Comment:In a population-based study from the United King- dom, uricosuric therapy accounted for less than 5% of all ULT prescriptions 
・プロベネシド、レシヌラド、スルフィンピラゾン、およびベンズブロマロンは、痛風に伴う高尿酸血症の治療に使用され、尿中尿素排泄量が少ない(24時間尿中尿素排泄量が700mg未満)痛風患者に適応される。プロベネシドはペニシリン療法の補助薬としても承認されており、血漿中濃度を上昇させ、ペニシリンおよび他のペニシリン誘導体の終末半減期を延長する。
・痛風患者の大部分には有効である可能性があるが、尿毒症治療薬はアロプリノールよりもはるかに使用頻度が低く、痛風管理ガイドラインではULTの第二選択薬に指定されている。 1イギリスの集団ベースの研究では、尿毒症治療薬はULT処方全体の5%未満であった。

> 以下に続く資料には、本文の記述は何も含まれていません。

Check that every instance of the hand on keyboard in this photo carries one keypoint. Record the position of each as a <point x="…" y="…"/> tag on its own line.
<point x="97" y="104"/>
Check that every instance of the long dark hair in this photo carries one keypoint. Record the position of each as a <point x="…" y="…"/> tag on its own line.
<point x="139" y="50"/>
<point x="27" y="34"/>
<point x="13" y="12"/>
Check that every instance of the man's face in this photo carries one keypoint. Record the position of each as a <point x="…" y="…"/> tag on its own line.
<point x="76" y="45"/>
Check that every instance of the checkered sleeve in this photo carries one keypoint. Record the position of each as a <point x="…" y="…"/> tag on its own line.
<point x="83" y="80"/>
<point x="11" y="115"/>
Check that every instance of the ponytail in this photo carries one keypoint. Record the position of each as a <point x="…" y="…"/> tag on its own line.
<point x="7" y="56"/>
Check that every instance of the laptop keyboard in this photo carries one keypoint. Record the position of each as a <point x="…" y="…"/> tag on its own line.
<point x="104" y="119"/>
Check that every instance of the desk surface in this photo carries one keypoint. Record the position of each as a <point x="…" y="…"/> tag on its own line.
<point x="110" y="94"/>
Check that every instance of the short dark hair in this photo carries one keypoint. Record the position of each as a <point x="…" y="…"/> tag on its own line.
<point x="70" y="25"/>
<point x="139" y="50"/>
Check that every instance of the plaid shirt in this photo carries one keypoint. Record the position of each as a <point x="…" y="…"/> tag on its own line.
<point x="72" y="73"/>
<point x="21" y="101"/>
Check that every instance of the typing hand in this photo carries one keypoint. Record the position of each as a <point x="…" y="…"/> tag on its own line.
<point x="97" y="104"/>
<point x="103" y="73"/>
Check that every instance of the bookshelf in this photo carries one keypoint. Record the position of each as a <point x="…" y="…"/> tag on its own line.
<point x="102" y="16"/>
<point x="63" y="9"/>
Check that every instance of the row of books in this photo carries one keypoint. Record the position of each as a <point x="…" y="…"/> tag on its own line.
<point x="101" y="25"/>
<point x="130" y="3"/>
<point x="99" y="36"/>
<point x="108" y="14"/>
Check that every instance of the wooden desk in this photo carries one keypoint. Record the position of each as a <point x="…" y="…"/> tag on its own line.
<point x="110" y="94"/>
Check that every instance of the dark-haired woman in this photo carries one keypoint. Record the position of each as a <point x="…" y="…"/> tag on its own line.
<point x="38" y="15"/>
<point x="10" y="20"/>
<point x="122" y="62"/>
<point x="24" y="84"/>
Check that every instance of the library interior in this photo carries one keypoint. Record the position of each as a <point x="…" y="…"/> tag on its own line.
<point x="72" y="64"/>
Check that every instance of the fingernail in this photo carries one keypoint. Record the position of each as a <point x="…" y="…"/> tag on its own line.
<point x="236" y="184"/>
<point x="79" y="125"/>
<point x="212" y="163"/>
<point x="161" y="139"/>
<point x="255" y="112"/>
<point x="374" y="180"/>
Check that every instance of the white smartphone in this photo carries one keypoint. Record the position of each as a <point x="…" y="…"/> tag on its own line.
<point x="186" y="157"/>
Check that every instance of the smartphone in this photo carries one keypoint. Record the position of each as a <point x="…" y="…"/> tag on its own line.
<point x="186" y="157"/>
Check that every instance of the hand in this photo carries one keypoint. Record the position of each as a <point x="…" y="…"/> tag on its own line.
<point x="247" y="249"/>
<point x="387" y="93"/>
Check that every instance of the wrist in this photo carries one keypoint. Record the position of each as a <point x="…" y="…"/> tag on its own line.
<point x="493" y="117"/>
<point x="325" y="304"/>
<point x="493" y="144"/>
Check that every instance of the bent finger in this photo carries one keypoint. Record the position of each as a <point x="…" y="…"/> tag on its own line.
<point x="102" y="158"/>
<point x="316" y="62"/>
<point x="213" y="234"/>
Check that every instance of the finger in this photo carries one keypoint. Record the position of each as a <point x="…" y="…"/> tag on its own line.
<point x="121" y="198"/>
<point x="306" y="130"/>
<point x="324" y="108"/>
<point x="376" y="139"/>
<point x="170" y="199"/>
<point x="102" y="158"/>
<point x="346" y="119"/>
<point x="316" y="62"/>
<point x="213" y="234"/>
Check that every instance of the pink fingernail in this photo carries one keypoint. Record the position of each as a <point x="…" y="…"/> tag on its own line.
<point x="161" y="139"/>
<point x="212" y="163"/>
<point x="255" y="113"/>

・尿酸排泄促進薬は、ACRやEULAR推奨では第二選択として位置付けられており、基本的にはXO阻害薬との併用が進められています。尿路結石と高度腎機能障害では使用できません。高尿酸血症の病型分類のなかで、尿酸排泄低下型は6割、尿酸排泄低下型+腎負荷型は3割とされています。つまり9割には尿酸排泄低下が関与しているのに、処方は少ないようです。。

https://med.mochida.co.jp/medicaldomain/circulatory/urece/pick/gout01.html

・確かに高尿酸血症の成り立ちは上記のように分類されますが、XO阻害剤(アロプリノール、フェブキソスタット)は尿酸産生を抑制することで、尿酸排泄低下型(腎排泄・腎外排泄)にも尿酸産生過剰型どちらのタイプにも有効です(PMID: 27423335)。なので、、治療選択の際に細かく分類するメリットはあまりないかもしれません。2nd lineとして尿酸排泄促進薬を検討する際に、ちょっと思い巡らすくらいでいいのかもしれませんね。

ウリカーゼ

ペグロチカーゼ

キーポイント

・ペグロチカーゼは尿酸からアラントインへの変換を促進する。
・ペグロチカーゼの静脈内投与は、sUAの急速かつ顕著な低下と関連しており、このことは全身尿酸値の急速な減少において特に重要であると考えられる。
・ペグロチカーゼの反復投与には、抗原性と薬剤に向けられる免疫反応が大きな制限となる(sUAが6.0mg/dL以上に上昇することで前兆される問題)。

Tips

・哺乳類のウリカーゼを改変したペグロチカーゼは、生物学的非経口投与薬である。
・他の哺乳類種と異なり、ヒトはUAをアラントインに変換する機能的ウリカーゼを合成する能力を失っており、後者は5〜10倍可溶性である。

・日本で使用するウリカーゼは、ラスブリカーゼで、適応病名は「がん化学療法に伴う高尿酸血症」のみです。
・ティラノサウルスもウリカーゼを保有しておらず、痛風に苦しんでいた、という逸話があります。(Nature . 1997 May 22;387(6631):357. )

ティラノサウルスの骨の痛風結節

最後に各薬剤の大まかな値段

・アロプリノール 100mg  1錠 7.8円 
 →300mg 1ヶ月 3割負担で210.6円
・フェブキソスタット 10mg 1錠 25.2円 20mg 1錠 46.6円 40mg 1錠 86円 
 →60mg 1ヶ月3割負担で1,193円
・プロベネシド 250mg 1錠 13.7円
 →2g 1ヶ月 3割負担で 986円
・ベンズブロマロン  50mg  1錠 5.9円
 →150mg 1ヶ月 3割負担で 159円
・ラスブリカーゼ   1.5mg1V 12290円 7.5mg1V 51084円
 →0.2mg/kg 最大7日間  体重50kgで3割負担の場合 1日22,699円  7日間158,893円

というわけで、エビデンスとコストのバランスからもアロプリノールが第一選択というのは妥当なところです。